Pretraining A Large Language Model using Distributed GPUs: A Memory-Efficient Decentralized Paradigm
Jinrui Zhang, Chaodong Xiao, Aoqi Wu, Xindong Zhang, Lei Zhang
TL;DR
This work tackles the resource barriers of pretraining large language models by introducing SPES, a memory-efficient decentralized framework for MoE LLMs. Each node trains only a subset of experts and shares knowledge through sparse synchronization, significantly reducing memory and communication needs while preserving performance. A key contribution is the expert-merging warm-up, which accelerates early training by enabling cross-node exchange of similar expert parameters.

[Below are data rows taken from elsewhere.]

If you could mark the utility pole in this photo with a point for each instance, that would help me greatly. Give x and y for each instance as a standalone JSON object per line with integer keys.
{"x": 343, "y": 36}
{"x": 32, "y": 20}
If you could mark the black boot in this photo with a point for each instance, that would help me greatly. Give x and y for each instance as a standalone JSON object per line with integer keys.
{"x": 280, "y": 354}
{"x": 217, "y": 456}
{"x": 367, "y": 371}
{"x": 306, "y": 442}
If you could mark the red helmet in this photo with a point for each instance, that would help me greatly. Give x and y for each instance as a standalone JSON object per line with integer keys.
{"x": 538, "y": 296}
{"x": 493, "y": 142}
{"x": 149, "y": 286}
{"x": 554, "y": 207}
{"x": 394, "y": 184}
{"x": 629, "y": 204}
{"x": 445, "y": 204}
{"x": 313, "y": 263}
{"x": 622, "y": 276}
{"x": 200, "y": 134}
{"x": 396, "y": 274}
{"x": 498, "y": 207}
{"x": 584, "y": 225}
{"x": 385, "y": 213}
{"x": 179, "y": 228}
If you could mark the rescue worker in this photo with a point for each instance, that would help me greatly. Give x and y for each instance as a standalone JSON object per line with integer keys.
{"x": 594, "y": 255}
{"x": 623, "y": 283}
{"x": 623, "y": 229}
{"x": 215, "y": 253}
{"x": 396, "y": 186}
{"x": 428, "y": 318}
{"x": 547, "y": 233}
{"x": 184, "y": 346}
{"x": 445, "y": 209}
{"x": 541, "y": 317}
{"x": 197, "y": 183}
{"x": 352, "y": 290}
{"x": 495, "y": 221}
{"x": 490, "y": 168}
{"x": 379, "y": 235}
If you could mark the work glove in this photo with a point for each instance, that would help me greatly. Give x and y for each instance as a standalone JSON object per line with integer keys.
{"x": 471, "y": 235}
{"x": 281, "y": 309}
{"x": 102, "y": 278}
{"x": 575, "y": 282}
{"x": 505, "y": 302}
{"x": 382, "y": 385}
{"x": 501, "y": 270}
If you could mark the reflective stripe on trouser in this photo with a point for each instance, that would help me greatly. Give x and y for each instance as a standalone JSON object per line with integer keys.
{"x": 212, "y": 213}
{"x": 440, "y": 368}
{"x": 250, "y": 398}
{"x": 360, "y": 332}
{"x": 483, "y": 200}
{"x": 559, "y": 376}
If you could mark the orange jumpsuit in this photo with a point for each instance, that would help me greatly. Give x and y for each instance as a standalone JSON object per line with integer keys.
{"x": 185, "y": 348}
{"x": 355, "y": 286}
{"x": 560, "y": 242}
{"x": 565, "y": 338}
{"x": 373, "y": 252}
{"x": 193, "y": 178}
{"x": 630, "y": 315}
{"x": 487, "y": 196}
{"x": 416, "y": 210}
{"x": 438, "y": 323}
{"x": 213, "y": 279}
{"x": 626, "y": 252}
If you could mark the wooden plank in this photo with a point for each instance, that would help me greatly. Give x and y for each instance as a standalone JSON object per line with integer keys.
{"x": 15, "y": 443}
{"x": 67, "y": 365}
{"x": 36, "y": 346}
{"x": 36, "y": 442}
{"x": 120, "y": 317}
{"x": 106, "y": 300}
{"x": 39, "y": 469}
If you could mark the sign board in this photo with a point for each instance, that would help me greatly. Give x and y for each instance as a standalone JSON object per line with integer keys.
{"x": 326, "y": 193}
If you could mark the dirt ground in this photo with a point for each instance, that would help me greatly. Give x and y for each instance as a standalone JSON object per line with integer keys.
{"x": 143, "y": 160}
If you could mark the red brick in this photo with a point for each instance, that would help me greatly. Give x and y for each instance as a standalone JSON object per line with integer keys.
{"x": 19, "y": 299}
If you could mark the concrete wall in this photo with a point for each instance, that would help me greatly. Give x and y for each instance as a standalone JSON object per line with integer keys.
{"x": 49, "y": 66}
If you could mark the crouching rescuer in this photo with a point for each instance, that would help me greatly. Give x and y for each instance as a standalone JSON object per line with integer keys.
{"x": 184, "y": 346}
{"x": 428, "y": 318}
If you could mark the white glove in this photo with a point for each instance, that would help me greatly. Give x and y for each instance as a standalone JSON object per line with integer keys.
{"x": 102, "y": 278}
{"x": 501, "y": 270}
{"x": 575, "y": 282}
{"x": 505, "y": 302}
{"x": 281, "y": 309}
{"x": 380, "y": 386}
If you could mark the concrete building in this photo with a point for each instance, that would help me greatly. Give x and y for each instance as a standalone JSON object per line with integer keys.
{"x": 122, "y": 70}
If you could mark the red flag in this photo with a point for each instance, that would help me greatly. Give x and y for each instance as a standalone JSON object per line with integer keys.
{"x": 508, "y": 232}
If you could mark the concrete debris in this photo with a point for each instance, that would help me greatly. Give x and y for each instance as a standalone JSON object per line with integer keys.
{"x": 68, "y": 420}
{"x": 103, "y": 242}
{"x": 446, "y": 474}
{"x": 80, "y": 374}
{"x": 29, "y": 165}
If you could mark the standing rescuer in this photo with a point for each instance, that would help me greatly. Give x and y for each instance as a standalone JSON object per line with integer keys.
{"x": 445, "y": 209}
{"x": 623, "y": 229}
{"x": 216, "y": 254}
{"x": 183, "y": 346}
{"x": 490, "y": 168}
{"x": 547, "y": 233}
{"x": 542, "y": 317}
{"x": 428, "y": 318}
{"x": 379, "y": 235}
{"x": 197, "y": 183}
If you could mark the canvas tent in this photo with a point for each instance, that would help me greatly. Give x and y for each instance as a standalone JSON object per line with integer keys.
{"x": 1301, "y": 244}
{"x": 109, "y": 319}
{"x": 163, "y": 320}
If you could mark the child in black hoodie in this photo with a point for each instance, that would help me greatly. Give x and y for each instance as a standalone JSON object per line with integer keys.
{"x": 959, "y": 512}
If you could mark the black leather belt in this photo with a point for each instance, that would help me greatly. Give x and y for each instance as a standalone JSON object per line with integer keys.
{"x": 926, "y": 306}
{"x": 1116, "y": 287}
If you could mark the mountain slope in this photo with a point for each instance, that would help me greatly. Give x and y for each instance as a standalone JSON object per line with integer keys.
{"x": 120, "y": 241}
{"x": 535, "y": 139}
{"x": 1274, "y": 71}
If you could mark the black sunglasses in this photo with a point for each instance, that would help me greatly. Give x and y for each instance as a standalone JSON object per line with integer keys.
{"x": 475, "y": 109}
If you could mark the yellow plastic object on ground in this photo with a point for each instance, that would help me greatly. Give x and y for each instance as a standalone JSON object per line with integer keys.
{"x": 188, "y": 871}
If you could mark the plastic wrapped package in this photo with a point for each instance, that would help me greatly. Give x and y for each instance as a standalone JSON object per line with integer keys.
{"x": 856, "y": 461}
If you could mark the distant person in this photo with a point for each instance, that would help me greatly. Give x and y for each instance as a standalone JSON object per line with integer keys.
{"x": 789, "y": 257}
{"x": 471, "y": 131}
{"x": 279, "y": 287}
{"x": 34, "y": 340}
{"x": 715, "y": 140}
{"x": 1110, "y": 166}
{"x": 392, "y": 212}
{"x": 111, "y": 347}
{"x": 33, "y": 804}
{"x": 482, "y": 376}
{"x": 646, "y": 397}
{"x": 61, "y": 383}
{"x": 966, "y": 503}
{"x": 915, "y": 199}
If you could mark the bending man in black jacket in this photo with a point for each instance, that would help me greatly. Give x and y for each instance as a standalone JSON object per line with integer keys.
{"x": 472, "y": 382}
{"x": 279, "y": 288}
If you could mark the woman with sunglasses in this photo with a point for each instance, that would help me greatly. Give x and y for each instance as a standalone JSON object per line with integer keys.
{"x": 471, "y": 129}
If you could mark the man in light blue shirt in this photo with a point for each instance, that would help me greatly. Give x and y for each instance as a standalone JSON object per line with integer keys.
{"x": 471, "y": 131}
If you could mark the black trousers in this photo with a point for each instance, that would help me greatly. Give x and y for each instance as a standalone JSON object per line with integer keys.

Empirical results show SPES achieves competitive or superior performance to centralized baselines at 2B, 7B, and 9B scales, using weakly connected GPUs and internet links, thereby broadening access to large-scale pretraining and enabling scalable, distributed collaboration.
Abstract
Pretraining large language models (LLMs) typically requires centralized clusters with thousands of high-memory GPUs (e.g., H100/A100). Recent decentralized training methods reduce communication overhead by employing federated optimization; however, they still need to train the entire model on each node, remaining constrained by GPU memory limitations. In this work, we propose SParse Expert Synchronization (SPES), a memory-efficient decentralized framework for pretraining mixture-of-experts (MoE) LLMs. SPES trains only a subset of experts per node, substantially lowering the memory footprint. Each node updates its local experts and periodically synchronizes with other nodes, eliminating full-parameter transmission while ensuring efficient knowledge sharing. To accelerate convergence, we introduce an expert-merging warm-up strategy, where experts exchange knowledge early in training, to rapidly establish foundational capabilities. With SPES, we train a 2B-parameter MoE LLM using 16 standalone 48GB GPUs over internet connections, which achieves competitive performance with centrally trained LLMs under similar computational budgets. We further demonstrate scalability by training a 7B model from scratch and a 9B model upcycled from a dense checkpoint, both of which match prior centralized baselines. Our code is available at https://github.com/zjr2000/SPES.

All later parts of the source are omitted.